Mistake 9: Failing to Make Your Home Pet-Friendly
Why this is a mistake: A cat without a proper litter box will just use the carpet. A dog without a cozy bed will end up on the couch.
How to avoid it: Location is key with a litter box. “A cat doesn’t want to travel a long way to go to the bathroom any more than you do,” says Mieshelle Nagelschneider, a feline behaviorist and a consultant at the Cat Behavior Clinic, near Portland, Oregon. Place litter boxes (one per cat, if you own a few, plus one box they can share, says Moore) in quiet areas throughout your home. Dogs are far less persnickety about where they relieve themselves, but do them the favor of regularly picking up the poop in the backyard. Cats and dogs also need spots where they can cuddle up and feel safe. “A dog needs a crate like a teenager needs a room,” says Dodman.

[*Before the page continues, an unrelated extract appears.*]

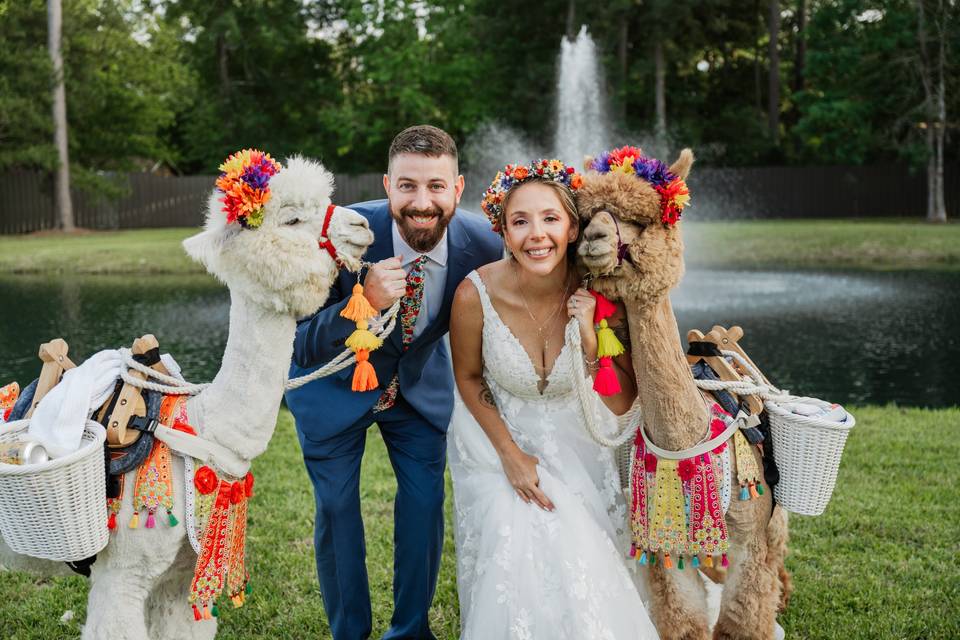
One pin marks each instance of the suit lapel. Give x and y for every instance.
(459, 256)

Mistake 10: Punishing Your Pet
Why this is a mistake: You might think Chewie knows you’re screaming at him because he ate the loaf of bread on the counter, but he won’t connect your behavior with his action.
How to avoid it: Never physically punish your pet; he’ll just learn to fear you. It’s OK to startle a pet out of a behavior, but only if you catch him in the act. Command him with a firm “No!” or “Down!” and he’ll connect the reaction with what he’s doing and learn that it’s not OK. Otherwise, the punishment should come from the environment.